Ante la tremenda ola de inseguridad que se vive en la provincia, los comerciantes autoconvocados de San Luis, viviendo en una situación al límite constante de ser robados buscan poder reunirse con el ministro de seguridad Luciano Anastasi, quien nunca los recibió ante todos los pedidos que le hicieron durante su gestión.

Los últimos robos que se han dado en los comercios de la mayoría de las ciudades del gran San Luis, demuestran el grado de violencia y de lo peligroso que es inclusive para la vida de los comerciantes.

Nada detiene a los delincuentes que se mueven por todos lados, el abanico de modalidades que manejan para delinquir hace que en cualquier momento realicen los atracos para llevarse lo que puedan. No alcanza ninguna forma de seguridad que se implemente en los comercios. Las cámaras de seguridad pasaron a ser solo una imagen que queda para poder ver de qué manera se roba, las cámaras del sistema de monitoreo publico están llenas de falencias y ni la presencia policial que se pueda sumar ayuda, ya que siguen robando de la misma manera de siempre.

Sebastián Mohr, referente de la Asociación de Comerciantes y Trabajadores Independientes, se expresó ante la difícil situación que pasa el sector por estos robos en un momento en el que el comercio está intentando recuperarse de todo lo perdido en la pandemia.
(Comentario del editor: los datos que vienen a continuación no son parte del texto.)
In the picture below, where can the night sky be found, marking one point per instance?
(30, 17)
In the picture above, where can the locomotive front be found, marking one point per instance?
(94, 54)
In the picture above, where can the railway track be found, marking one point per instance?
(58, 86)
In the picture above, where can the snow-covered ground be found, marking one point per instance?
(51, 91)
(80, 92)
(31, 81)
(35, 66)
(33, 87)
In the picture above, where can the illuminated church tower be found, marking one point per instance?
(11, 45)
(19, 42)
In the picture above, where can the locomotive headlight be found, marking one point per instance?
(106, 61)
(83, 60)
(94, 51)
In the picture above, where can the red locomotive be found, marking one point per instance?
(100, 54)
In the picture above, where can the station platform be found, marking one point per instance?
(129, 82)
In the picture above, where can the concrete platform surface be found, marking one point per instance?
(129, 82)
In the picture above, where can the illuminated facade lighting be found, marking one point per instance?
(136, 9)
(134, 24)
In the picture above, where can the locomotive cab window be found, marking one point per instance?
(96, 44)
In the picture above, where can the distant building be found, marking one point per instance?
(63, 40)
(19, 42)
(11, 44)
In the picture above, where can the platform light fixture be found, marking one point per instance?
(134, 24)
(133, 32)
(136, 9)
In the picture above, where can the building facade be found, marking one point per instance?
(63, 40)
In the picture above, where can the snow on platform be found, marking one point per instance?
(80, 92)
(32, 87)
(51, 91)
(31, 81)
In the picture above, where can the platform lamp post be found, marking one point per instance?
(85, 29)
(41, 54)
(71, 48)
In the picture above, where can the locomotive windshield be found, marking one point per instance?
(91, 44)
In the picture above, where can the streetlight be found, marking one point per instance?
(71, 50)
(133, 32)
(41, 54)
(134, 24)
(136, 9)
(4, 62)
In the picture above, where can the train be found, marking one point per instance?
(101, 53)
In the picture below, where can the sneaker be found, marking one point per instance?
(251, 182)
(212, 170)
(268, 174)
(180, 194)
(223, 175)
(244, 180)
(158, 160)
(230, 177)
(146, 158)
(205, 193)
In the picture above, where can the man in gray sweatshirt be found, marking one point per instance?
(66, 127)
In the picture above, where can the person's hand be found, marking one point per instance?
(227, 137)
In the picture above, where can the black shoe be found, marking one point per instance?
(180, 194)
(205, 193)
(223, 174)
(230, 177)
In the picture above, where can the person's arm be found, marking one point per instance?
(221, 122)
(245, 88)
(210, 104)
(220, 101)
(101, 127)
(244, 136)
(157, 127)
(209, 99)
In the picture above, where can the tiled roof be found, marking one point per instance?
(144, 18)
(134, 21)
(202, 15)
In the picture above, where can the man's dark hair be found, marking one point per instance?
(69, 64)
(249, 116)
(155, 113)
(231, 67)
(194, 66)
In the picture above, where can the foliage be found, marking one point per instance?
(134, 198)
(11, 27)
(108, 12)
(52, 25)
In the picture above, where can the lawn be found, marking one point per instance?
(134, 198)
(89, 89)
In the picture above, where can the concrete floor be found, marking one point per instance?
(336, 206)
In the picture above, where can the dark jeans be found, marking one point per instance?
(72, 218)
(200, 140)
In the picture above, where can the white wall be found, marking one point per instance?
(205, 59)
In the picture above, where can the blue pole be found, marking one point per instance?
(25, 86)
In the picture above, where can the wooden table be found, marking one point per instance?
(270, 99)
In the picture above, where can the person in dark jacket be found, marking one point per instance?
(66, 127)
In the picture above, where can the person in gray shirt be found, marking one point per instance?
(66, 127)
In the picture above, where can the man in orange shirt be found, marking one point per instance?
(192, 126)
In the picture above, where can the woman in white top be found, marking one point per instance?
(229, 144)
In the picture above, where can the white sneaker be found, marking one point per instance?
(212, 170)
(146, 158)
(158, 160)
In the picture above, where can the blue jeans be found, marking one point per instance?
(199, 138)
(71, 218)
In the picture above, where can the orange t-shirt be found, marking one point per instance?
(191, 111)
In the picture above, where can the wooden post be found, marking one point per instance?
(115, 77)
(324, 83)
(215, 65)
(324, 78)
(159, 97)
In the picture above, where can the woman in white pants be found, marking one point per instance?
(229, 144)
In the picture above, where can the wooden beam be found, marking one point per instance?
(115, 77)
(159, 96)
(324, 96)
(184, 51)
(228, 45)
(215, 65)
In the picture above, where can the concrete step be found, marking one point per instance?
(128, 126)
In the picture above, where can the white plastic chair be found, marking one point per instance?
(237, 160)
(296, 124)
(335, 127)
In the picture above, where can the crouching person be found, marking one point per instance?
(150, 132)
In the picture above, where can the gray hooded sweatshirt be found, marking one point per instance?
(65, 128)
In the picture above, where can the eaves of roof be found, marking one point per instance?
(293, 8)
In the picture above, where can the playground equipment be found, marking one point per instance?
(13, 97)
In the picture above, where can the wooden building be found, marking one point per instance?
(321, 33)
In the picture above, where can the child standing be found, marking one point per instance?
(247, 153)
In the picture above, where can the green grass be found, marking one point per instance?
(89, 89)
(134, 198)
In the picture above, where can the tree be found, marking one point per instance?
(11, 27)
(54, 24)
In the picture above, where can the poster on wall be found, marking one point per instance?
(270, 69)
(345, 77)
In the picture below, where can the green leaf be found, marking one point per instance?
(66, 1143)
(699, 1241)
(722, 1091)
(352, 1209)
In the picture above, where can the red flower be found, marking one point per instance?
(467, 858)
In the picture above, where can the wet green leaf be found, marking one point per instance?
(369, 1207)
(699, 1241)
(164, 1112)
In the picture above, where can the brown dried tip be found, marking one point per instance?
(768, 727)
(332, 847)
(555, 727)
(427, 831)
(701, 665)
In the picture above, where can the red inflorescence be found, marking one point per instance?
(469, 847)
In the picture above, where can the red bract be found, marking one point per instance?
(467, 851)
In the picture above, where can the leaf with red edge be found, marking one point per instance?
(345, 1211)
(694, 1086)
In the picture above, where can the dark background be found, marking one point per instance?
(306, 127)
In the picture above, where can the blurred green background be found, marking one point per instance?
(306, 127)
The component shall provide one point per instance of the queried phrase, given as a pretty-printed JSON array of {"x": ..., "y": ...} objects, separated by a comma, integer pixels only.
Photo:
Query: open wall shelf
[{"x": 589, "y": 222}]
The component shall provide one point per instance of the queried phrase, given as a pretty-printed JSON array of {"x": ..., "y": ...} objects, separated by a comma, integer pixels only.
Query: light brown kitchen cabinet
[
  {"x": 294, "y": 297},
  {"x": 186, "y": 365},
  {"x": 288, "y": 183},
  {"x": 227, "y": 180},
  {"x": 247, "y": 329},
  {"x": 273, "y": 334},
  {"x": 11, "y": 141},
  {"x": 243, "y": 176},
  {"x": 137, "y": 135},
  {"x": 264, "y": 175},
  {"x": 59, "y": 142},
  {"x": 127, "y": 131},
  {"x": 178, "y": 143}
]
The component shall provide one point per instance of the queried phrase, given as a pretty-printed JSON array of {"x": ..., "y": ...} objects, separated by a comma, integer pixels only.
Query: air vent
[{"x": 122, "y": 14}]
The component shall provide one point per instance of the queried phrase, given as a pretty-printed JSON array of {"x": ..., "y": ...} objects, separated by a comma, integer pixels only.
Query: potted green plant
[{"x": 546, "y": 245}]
También hizo saber que nunca Anastasi los recibió en audiencia para hablar de este problema y que los policías que ponen en la calle no tienen los elementos necesarios para poder trabajar de manera eficaz, “ni siquiera un medio de comunicación, como un teléfono, para contactar a un compañero para avisarle que el ladrón que acababa de robar un negocio escapo  para su sector, situación que le toco vivir a un comerciante del microcentro de la Capital” comento Mohr.

Entre los robos y la poca ayuda importante que pudo darle el gobierno a los comerciantes después de tantas promesas durante el tiempo de pandemia, el sector sigue en su peor momento en años, en muchos casos la desesperanza los invade y prefieren cerrar para no seguir viviendo y perdiendo lo poco que les queda.

Los comerciantes independientes esperan esta vez que el ministro de Seguridad Anastasi pueda recibirlos.